Special guest Dr. Louise Aronson, an Associate Professor of Geriatrics at UCSF, read excerpts from her book, A History of the Present Illness, including “The Promise,” a short story about caring for the elderly in San Francisco.

More so than most urban centers, San Francisco’s world-famous hills have produced a city replete with ancient and otherwise disabled people rendered invisible by their inability to go out,” Aronson read.  

Aronson, who directs the Northern California Geriatric Education Center Referrals, continued,  “within months of starting the practice, I had to increase my work hours to keep pace with demand; I couldn’t abide the very real possibility that the time a potential client spent on my waiting list might exceed his or her life expectancy.”

After the readings, the physician writers took questions and comments from the audience. When asked if they believed their writing made them better doctors, the panelists all agreed.

“Because so much of what happens in the ICU is so intense and larger than life, writing allows me to pull back a bit from the intensity of the experience and reflect on what it means to my patients, and to me,” Ravid said.

The next Stanford Med Writer’s Forum will be held on January 23rd, 2014, 5:30pm at the Stanford Humanities Center.

In addition to the Stanford Med Writer’s Forum, Shafer’s program sponsors Recombinations, a seminar series exploring and celebrating the intersection of the arts, medicine, bioscience and technology. The next Recombinations event, “Integrating the Arts and Sciences in New Paths of Undergraduate Study,” will be held on Monday, October 28th and is free and open to all students and faculty.

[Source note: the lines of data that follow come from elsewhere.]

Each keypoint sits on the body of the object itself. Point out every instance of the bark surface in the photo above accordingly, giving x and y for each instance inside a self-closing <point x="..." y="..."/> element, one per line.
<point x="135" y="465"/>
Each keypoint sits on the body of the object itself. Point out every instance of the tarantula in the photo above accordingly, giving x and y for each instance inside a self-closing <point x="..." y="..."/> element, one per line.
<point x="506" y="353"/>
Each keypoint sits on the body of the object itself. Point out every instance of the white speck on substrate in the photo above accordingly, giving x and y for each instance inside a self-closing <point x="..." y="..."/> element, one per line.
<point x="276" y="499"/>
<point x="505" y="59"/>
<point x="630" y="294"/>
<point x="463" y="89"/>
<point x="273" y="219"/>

And, Shafer says, it is not too early to put Medicine and the Muse on your calendars. The popular art and music event planned by medical students features a reception with medical student artwork, and a guest speaking appearance by Dr. Khaled Hosseini author of the best-selling books, The Kite Runner and And the Mountains Echoed.

*Patient information presented in these pieces was de-identified and certain details were changed to ensure patient confidentiality.

Jacqueline Genovese is the program coordinator for the Arts, Humanities & Medicine Program at the Stanford School of Medicine.